Well, with all those different markets, there are also infinite different characteristics. There are tightly held inner city suburbs in Sydney, Melbourne and Perth; there are speculative mining towns in the middle of nowhere; there are coastal growth hubs; rural wine regions; expansive suburbs on city fringes known for their acreages; government housing zones becoming gentrified; greenfield sites primed for shiny new suburbs packed with house and land packages; new development corridors surrounding airports and universities; the list goes on.
The many markets in Australia peak and trough at different times. So when one city is overheated, there will be another city, or town, or region, that is about to experience a growth spurt. It’s just a matter of doing your research and making the right decision.
The value proposition
The best time to buy is when you can get value. Just look at the man widely regarded as the world’s best share market investor. His name is Warren Buffett, he has a net worth of almost US$79 billion and he’s the seventh-richest person in the world. He puts his faith in his research and hard work, so that when he likes a particular company, he is able to swoop in and take advantage of a market fall and buy the stock that he wants for less than he thinks it’s worth. When the market bounces back, he makes money immediately.

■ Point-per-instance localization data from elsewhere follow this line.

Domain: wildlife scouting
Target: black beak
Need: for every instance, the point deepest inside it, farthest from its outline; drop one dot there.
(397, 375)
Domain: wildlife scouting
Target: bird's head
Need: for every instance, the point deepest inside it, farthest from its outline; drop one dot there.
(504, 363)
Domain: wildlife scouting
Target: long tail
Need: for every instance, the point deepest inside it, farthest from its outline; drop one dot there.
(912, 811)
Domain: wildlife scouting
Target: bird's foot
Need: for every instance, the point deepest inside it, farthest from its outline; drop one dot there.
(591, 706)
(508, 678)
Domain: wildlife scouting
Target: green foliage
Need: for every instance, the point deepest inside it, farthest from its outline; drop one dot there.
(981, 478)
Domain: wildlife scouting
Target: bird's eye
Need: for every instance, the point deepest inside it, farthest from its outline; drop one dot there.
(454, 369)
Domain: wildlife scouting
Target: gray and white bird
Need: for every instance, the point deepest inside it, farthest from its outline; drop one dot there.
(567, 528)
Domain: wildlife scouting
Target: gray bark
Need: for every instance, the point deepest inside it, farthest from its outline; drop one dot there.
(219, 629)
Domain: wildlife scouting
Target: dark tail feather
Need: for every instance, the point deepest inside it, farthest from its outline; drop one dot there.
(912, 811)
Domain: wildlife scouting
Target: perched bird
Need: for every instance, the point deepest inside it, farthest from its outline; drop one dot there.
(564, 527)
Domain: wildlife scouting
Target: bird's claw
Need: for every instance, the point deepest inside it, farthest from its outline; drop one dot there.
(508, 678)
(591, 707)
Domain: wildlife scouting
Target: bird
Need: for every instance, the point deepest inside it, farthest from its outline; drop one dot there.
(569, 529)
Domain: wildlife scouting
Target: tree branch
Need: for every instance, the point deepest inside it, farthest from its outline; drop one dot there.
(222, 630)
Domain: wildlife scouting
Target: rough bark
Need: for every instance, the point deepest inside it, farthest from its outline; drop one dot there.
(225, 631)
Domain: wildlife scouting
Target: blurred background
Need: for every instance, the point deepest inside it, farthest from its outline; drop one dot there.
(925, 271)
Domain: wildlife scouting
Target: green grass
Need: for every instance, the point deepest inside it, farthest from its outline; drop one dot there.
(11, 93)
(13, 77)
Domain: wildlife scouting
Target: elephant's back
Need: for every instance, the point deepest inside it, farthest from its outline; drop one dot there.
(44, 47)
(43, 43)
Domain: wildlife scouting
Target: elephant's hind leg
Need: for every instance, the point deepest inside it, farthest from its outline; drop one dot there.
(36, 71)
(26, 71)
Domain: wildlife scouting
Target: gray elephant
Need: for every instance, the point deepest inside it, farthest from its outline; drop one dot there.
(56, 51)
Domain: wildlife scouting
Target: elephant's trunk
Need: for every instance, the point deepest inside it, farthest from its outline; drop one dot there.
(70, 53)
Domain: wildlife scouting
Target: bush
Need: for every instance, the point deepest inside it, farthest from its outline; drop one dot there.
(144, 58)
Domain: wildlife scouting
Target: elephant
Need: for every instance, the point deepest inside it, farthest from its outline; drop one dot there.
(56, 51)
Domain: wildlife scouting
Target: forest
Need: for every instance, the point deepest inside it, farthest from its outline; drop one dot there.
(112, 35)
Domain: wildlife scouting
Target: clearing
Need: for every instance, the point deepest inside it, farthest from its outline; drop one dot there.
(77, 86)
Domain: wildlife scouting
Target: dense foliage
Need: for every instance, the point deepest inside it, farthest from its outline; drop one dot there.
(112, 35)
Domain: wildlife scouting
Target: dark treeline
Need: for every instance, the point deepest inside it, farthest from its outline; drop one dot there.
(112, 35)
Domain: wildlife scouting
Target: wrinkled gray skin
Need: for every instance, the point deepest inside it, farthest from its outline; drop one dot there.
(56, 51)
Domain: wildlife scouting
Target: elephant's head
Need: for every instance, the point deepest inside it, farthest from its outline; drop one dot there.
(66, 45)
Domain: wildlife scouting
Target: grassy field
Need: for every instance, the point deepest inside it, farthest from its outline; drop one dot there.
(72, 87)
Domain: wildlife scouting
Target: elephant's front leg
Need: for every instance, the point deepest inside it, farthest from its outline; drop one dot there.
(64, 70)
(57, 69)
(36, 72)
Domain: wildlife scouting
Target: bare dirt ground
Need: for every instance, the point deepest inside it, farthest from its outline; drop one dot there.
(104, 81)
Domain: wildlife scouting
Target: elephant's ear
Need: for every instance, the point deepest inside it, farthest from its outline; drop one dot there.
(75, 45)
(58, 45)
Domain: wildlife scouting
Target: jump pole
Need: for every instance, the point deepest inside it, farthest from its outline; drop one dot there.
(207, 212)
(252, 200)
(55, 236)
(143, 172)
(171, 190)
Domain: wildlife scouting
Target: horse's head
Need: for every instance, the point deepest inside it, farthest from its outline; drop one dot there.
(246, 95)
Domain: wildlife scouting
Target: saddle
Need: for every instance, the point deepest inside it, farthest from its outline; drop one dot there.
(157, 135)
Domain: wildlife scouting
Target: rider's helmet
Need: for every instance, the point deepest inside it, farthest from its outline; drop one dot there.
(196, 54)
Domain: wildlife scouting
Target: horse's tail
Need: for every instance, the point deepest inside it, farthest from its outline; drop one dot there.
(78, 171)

His principles can be applied to property investing. Say you have your eye on a suburb in the middle ring of a city area, but the property there is out of your price range. Or it’s too hard to get it at a price that offers value and return on investment, because the area is in high demand and there’s too much competition. Then, along comes COVID and everyone gets spooked. People are guarding their money just that little bit more carefully and, in the immediate aftermath, there’s a market shock or correction and asking prices come down 10 per cent and into your price range. You know the suburb is a great location. All the numbers stack up. The vacancy rate is low, the rental yield is still solid and the demographics are all good.
So what do you do?
Well, if you have faith in your research and knowledge you dive right in and grab that investment. And in a year, or two, or three, when COVID fades from memory, the fundamental benefits of the property and the suburb still remain. It has likely regained its value, and maybe a little bit more, and you managed to buy in for below market value.
So, is it a good time to buy property? Well, it’s 5 O’clock somewhere.